«6 января в Императорском Мариинском театре была возобновлена опера Мусоргского „Борис Годунов“. Спектакль удостоили своим присутствием Их Величества Государь Император и Государыня Императрица Мария Федоровна. После пятой картины публика требовала исполнения народного гимна. Занавес был поднят, и участвовавшие, с хором, во главе с солистом Его Величества Шаляпиным (исполнявшим роль Бориса Годунова), стоя на коленях и обратившись к царской ложе, исполнили „Боже, царя храни“. Многократно исполненный гимн был покрыт участвовавшими и публикой громким и долго несмолкавшим „ура“. Его Величество, приблизившись к барьеру царской ложи, милостиво кланялся публике, восторженно приветствовавшей Государя Императора кликами „ура“. В исходе первого часа ночи Государь Император проследовал в Царское Село».
Это сообщение было передано в Европу, и через несколько дней новость облетела весь мир, причем иностранные газеты особенно подчеркивали участие в демонстрации Шаляпина как известного всему миру певца. Однако быстрее всех отреагировали, конечно, русские газеты.
Уже дорогой до Шаляпина начали доходить тревожные известия. Русские газеты расписывали его «поступок» на все лады. В газете «Русское слово», которую редактировал недавний приятель Шаляпина Влас Дорошевич, была помещена довольно злая карикатура, где певец изображался стоявшим на коленях около суфлерской будки с высоко поднятыми руками и широко раскрытым ртом. А газета «Столичная молва» напечатала «интервью» с Шаляпиным, в котором он якобы сказал, что как
Еще в поезде Шаляпин получил от В. Серова пакет с этими газетными вырезками и коротенькой припиской: «Что это за горе, что даже и ты кончаешь карачками. Постыдился бы».
Это был первый удар.
Шаляпин сразу же написал Иоле Игнатьевне и просил ее передать Серову, что его письмо причинило ему боль и что тот совершенно напрасно думает, что он встал на колени по собственной охоте.

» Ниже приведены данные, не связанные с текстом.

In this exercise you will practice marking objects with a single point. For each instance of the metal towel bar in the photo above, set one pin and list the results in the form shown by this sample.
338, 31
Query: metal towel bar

Иоле Игнатьевне Шаляпин признался, что очень страдал из-за того, что его поставили в такое неловкое и унизительное положение.
«Я очень страдал, особенно потому, — писал он, — что это была демонстрация не очень деликатная, а с моей стороны просто бессмысленная, поскольку царь пришел в театр как раз ради меня. Но поскольку (ты же знаешь) газеты и многие люди, которые делают погоду в обществе, меня не любят, скажу больше, ненавидят меня, естественно, они пишут и говорят обо мне кто во что горазд.
Конечно, если бы обстоятельства сложились иным образом, я никогда бы не встал на колени, поскольку глубоко понимаю, что можно петь гимн и выказывать всяческое уважение, не будучи при этом униженным или рабом.
Эта история вызывает у меня настоящую дрожь, и я еще больше убеждаюсь в том, что люди на Руси скорее рабы и „нагайка“ или „кнут“ вещь для них необходимая».